Bartolo Longo, nel suo intento di propagandare la pratica del Rosario tra i Pompeiani, si recò a Napoli per comprare un quadro della Madonna del Rosario. L’idea era quella di acquistarne uno già visto in un negozio, ma le cose non andarono così. Per puro caso infatti incontrò in Via Toledo Padre Radente (suo confessore) che allo scopo gli suggerì di andare al Conservatorio del Rosario di Portamedina e di chiedere, in suo nome, a Suor Maria Concetta De Litala un vecchio quadro del Rosario che egli stesso le aveva affidato dieci anni prima.
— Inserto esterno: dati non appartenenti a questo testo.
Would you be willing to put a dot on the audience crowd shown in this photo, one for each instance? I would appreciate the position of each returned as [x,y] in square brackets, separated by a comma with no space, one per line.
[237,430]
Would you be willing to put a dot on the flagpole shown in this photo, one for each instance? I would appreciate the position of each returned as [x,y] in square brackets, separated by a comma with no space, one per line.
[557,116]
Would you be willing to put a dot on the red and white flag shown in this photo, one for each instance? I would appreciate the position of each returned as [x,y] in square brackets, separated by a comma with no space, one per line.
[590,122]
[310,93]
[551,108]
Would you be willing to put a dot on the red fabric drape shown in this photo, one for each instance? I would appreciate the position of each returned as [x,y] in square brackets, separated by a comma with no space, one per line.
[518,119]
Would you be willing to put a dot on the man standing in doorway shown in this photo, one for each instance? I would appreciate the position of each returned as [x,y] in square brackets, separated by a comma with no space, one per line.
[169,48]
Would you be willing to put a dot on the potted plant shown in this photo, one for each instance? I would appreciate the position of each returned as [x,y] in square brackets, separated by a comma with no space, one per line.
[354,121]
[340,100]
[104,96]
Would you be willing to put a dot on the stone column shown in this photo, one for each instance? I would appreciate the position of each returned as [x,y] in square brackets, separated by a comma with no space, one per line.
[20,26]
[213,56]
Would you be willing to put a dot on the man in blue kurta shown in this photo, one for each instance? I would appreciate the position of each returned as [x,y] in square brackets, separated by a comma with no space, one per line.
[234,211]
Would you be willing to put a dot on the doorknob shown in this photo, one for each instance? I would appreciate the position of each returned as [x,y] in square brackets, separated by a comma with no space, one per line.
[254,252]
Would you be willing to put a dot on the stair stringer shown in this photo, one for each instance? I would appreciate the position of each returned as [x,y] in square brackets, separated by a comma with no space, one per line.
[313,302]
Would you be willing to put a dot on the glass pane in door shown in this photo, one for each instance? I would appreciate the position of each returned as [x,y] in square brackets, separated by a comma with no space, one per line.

Bartolo seguì tale suggerimento, ma fu presto preso da sgomento quando la suora gli mostrò il quadro: una tela corrosa dalle tarme e logorata dal tempo, mancante di pezzi di colore, con la Madonna in atteggiamento antistorico, cioè con la Vergine che porge la corona a Santa Rosa, anziché a Santa Caterina Da Siena, come nella tradizione domenicana.

 

 

Oggi è l'anniversario dell'incoronazione dell'Immagine della Beata Maria Vergine del Santo Rosario di Pompei avvenuta il 23 aprile 1965 per le mani di Papa Paolo VI nella Basilica di San Pietro. Il quadro era stato portato a Roma alcuni mesi prima per urgenti lavori di restauro curati dai Padri Benedettini Olivetani. Furono loro a scoprire che quella tela acquistata da padre Radente per poco più di 8 carlini (circa 40€ attuali) in realtà apparteneva alla scuola del grande pittore napoletano Luca Giordano!